If you’re able to see the breakdown in a customer relationship before it completely crumbles, you and your team should propose personalized solutions to fix the issue and offer your customer support to bring them back to your brand.

3. Quickly respond to customers.

One of the reasons you might lose customers is a delayed response time. An obvious strategy to fix this issue is to make it a priority to respond to customers quickly.

Joel Wolfe, president and founder of HiredSupport.com, says, “Customers value being heard, and part of being heard is being heard right now. And not being heard tomorrow or two days from when the initial complaint was made. That further deteriorates the customer relationship you’re trying to salvage.”

The longer you and your team wait to respond to their queries, the higher the chance a customer will be unsatisfied with your company.

4. Ensure your team is on the same page.

Remember how we mentioned that overpromising and underrepresenting your product or service are two reasons you might lose customers? There is a way to mitigate those issues to keep your clients with your company, and that is to ensure that every member of your company, whether that’s customer success or your receptionists, is on the same page.

Mike Bonventre, an entrepreneur and business consultant, suggests that customers leave a company because “the employees that are doing the job are not in sync with sales.”

In other words, your customers receive conflicting information from one department to another. This leaves the door open for overpromising or underrepresenting your product or service.

You can mitigate this by training your departments on the features and benefits of your product or service so that only accurate information is passed on to your clients.

5. Treat all customers as a priority.

This goes without saying, but your customers are your most important priority. Without customers, your business is sure to go under. However, one way to retain your customer base is to make your customers feel like they are your and your team’s top priorities.

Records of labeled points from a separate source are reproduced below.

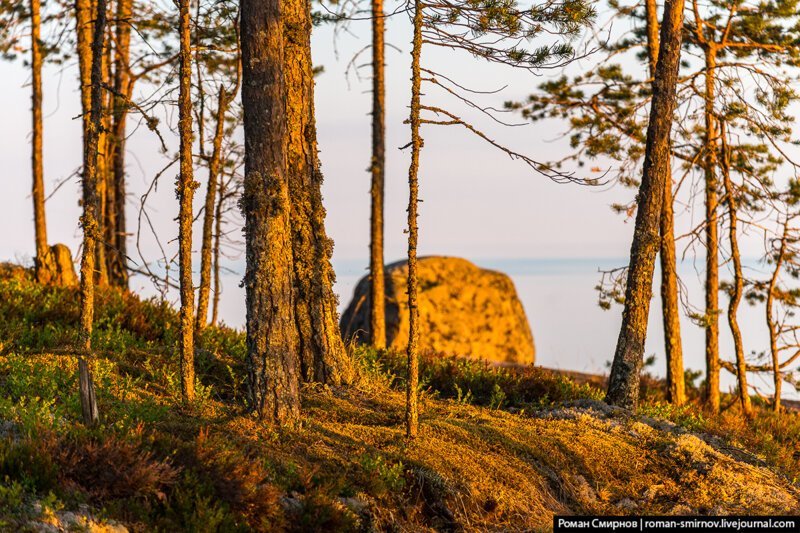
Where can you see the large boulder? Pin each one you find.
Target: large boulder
(463, 310)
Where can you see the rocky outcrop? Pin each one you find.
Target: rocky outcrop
(463, 309)
(59, 269)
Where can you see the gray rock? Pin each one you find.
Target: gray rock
(464, 310)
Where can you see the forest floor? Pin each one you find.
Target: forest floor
(499, 449)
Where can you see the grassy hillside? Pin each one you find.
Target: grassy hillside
(500, 449)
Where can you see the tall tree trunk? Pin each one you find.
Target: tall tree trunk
(104, 186)
(738, 278)
(272, 354)
(623, 387)
(44, 266)
(412, 409)
(676, 385)
(123, 91)
(86, 11)
(712, 239)
(186, 187)
(89, 219)
(771, 326)
(208, 216)
(323, 357)
(216, 252)
(378, 168)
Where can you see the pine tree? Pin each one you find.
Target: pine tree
(272, 340)
(185, 191)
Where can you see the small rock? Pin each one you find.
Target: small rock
(652, 492)
(354, 504)
(681, 510)
(626, 504)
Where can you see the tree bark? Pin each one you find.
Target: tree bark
(44, 262)
(216, 252)
(738, 278)
(623, 388)
(123, 91)
(224, 100)
(89, 220)
(676, 384)
(86, 12)
(771, 326)
(712, 240)
(378, 168)
(272, 343)
(186, 186)
(412, 408)
(323, 357)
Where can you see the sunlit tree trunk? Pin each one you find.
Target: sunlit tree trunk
(89, 219)
(738, 278)
(44, 263)
(771, 325)
(86, 11)
(123, 91)
(216, 251)
(186, 187)
(676, 385)
(412, 407)
(323, 357)
(623, 388)
(208, 215)
(712, 239)
(272, 344)
(378, 168)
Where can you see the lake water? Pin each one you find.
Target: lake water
(571, 331)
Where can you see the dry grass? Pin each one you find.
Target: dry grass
(348, 466)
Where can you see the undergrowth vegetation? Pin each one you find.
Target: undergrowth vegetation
(156, 464)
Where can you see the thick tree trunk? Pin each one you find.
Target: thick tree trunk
(712, 240)
(89, 219)
(208, 216)
(186, 186)
(378, 168)
(676, 384)
(323, 357)
(123, 91)
(623, 387)
(738, 278)
(272, 344)
(44, 262)
(412, 408)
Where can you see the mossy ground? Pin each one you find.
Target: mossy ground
(499, 449)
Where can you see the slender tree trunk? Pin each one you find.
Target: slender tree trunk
(771, 326)
(86, 12)
(83, 29)
(123, 91)
(186, 187)
(623, 387)
(323, 357)
(104, 187)
(377, 284)
(412, 409)
(676, 385)
(738, 278)
(89, 219)
(44, 266)
(272, 354)
(216, 252)
(712, 240)
(208, 215)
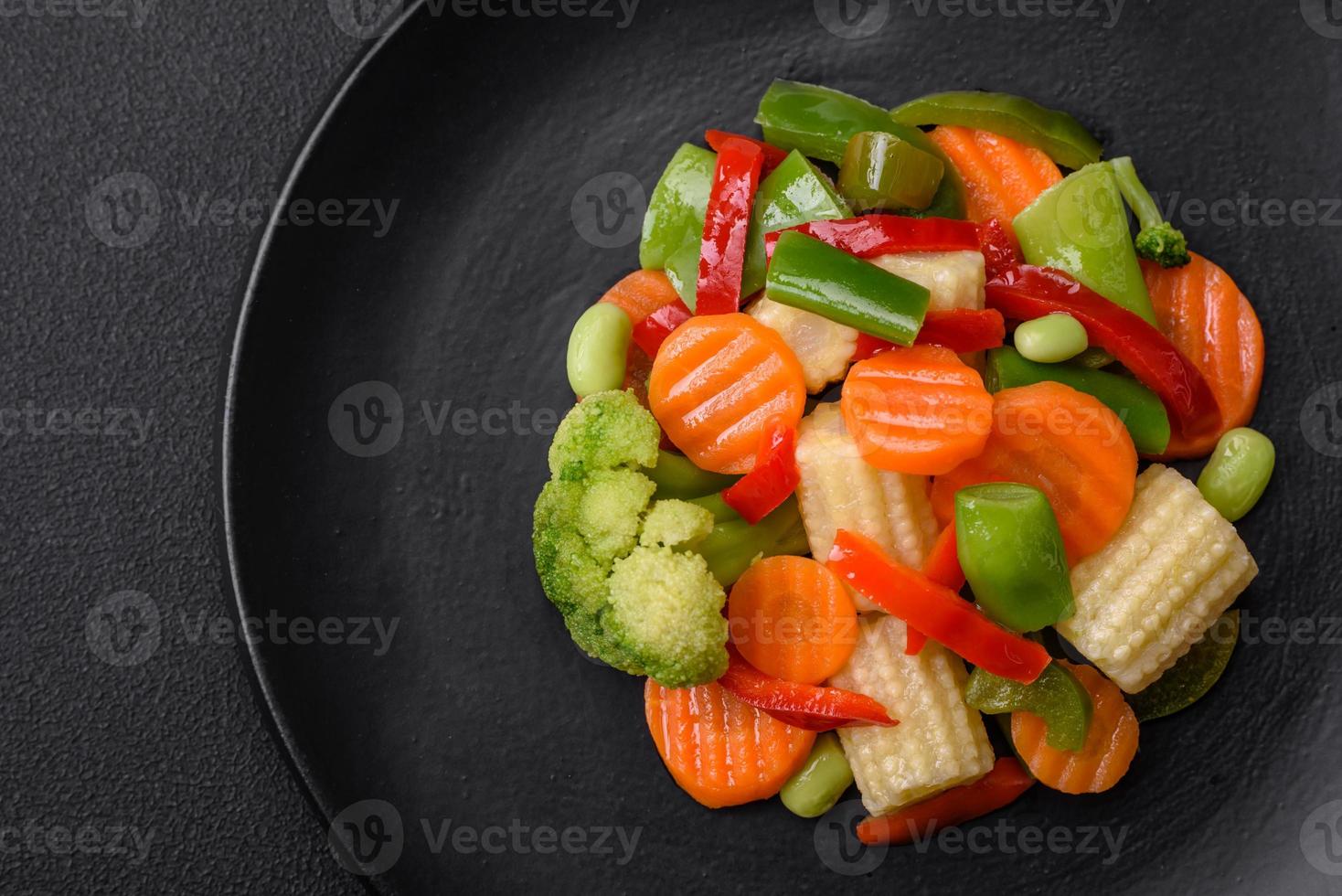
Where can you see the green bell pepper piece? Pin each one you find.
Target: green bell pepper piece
(1064, 138)
(676, 208)
(1057, 697)
(1012, 553)
(820, 123)
(1189, 679)
(676, 476)
(814, 276)
(883, 173)
(1081, 226)
(1140, 410)
(793, 193)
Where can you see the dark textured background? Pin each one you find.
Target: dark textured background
(204, 98)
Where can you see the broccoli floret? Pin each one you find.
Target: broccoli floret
(1158, 240)
(640, 608)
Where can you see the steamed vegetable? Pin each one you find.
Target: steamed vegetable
(1166, 576)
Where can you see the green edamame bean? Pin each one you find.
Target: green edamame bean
(1238, 473)
(1051, 338)
(825, 774)
(599, 349)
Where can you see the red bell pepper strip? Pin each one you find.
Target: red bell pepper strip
(722, 255)
(941, 566)
(772, 155)
(653, 330)
(872, 235)
(960, 330)
(773, 478)
(1027, 293)
(998, 787)
(934, 609)
(998, 246)
(802, 706)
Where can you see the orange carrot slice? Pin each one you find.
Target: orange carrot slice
(1207, 316)
(719, 750)
(917, 411)
(792, 619)
(640, 294)
(1001, 176)
(1069, 445)
(716, 381)
(1109, 749)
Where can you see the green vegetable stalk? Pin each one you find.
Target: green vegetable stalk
(1080, 226)
(1012, 554)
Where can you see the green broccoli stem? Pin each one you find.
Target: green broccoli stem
(1138, 197)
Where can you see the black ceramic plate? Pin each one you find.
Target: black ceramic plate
(393, 392)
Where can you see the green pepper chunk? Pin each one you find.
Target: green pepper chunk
(820, 123)
(793, 193)
(814, 276)
(1140, 410)
(883, 173)
(1012, 553)
(1055, 697)
(1195, 674)
(678, 206)
(1064, 138)
(1080, 226)
(676, 476)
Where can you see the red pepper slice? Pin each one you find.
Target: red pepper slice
(653, 330)
(774, 475)
(872, 235)
(772, 155)
(802, 706)
(934, 609)
(998, 787)
(960, 330)
(1027, 293)
(998, 247)
(722, 255)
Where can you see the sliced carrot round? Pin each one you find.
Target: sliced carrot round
(792, 619)
(1109, 749)
(1207, 316)
(716, 381)
(917, 411)
(1069, 445)
(719, 750)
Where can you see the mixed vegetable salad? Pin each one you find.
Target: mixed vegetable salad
(804, 580)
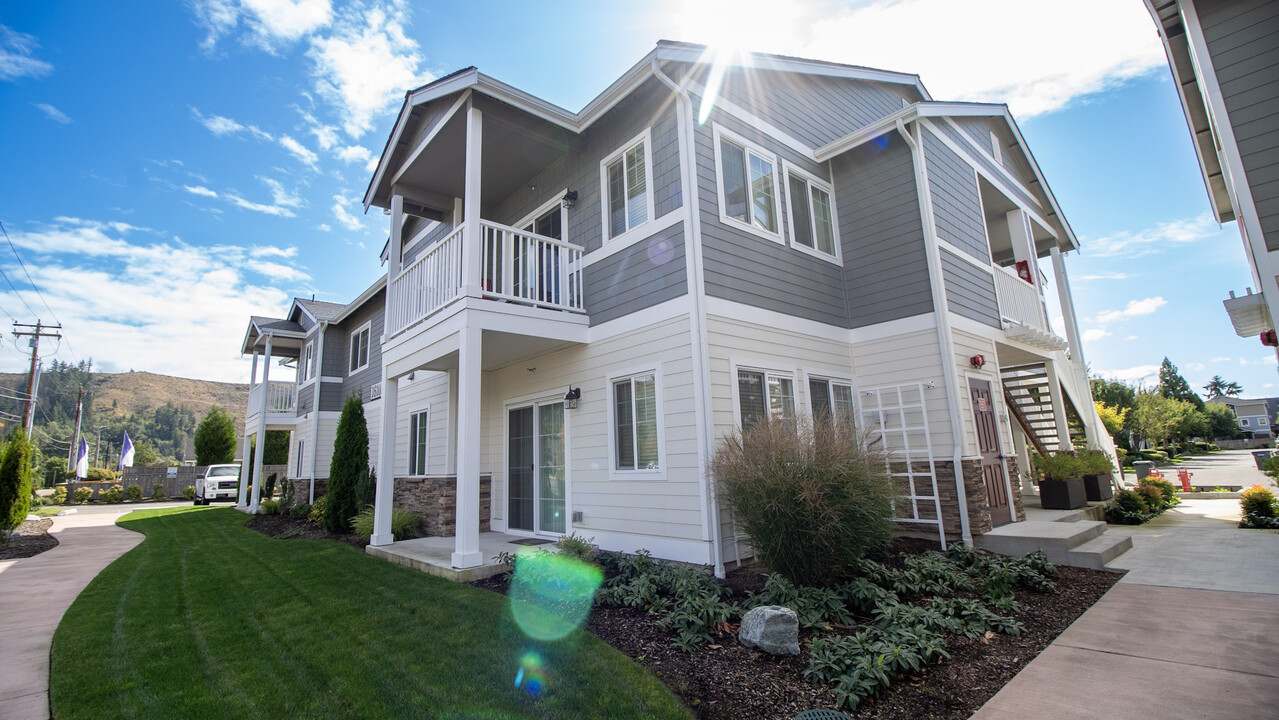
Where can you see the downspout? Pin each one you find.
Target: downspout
(947, 343)
(697, 310)
(315, 408)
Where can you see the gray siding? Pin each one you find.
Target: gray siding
(1242, 39)
(752, 270)
(970, 292)
(956, 198)
(645, 274)
(881, 233)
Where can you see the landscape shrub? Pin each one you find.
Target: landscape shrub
(404, 523)
(812, 498)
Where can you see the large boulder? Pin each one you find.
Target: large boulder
(771, 628)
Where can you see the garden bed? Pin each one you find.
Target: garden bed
(724, 679)
(30, 539)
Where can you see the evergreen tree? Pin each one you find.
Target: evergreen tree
(348, 466)
(1173, 385)
(14, 481)
(215, 438)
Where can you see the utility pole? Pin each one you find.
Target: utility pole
(33, 331)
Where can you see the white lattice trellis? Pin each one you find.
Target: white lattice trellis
(895, 417)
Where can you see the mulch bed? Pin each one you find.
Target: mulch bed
(31, 539)
(287, 527)
(729, 680)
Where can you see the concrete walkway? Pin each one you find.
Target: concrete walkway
(35, 592)
(1192, 631)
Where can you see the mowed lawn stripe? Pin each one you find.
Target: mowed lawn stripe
(209, 619)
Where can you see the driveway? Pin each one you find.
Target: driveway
(1190, 631)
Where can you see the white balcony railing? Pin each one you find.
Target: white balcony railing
(1020, 301)
(282, 398)
(513, 266)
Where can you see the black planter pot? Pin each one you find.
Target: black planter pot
(1098, 487)
(1063, 494)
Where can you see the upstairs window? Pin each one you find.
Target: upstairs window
(748, 186)
(360, 349)
(627, 180)
(812, 215)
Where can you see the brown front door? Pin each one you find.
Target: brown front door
(991, 458)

Mike Bonventre says, “Forget about the money. Every minute you are thinking about money, you’re not thinking about providing customer service. Remember your priority.”

Mike’s suggestion might seem to go against the grain, but when your customers are your first priority, you can be sure you’re providing them with the best customer service possible. Customers who are satisfied with your customer service are likely to stay with your business.

Plus, happy customers are also more likely to tell others about your brand.

It’s important to take the time to understand why your customers are leaving and what you can do as a team to bring them back. To learn more about customer retention and strategies you can implement today, check out our free library of customer retention resources.

Implementing a Retention Strategy to Stop Churn

Losing customers can feel as if it’s the end for your business. While losing clients certainty impacts your revenue, it doesn’t have to be the end for your company. With the right strategy in place, you can recover from it.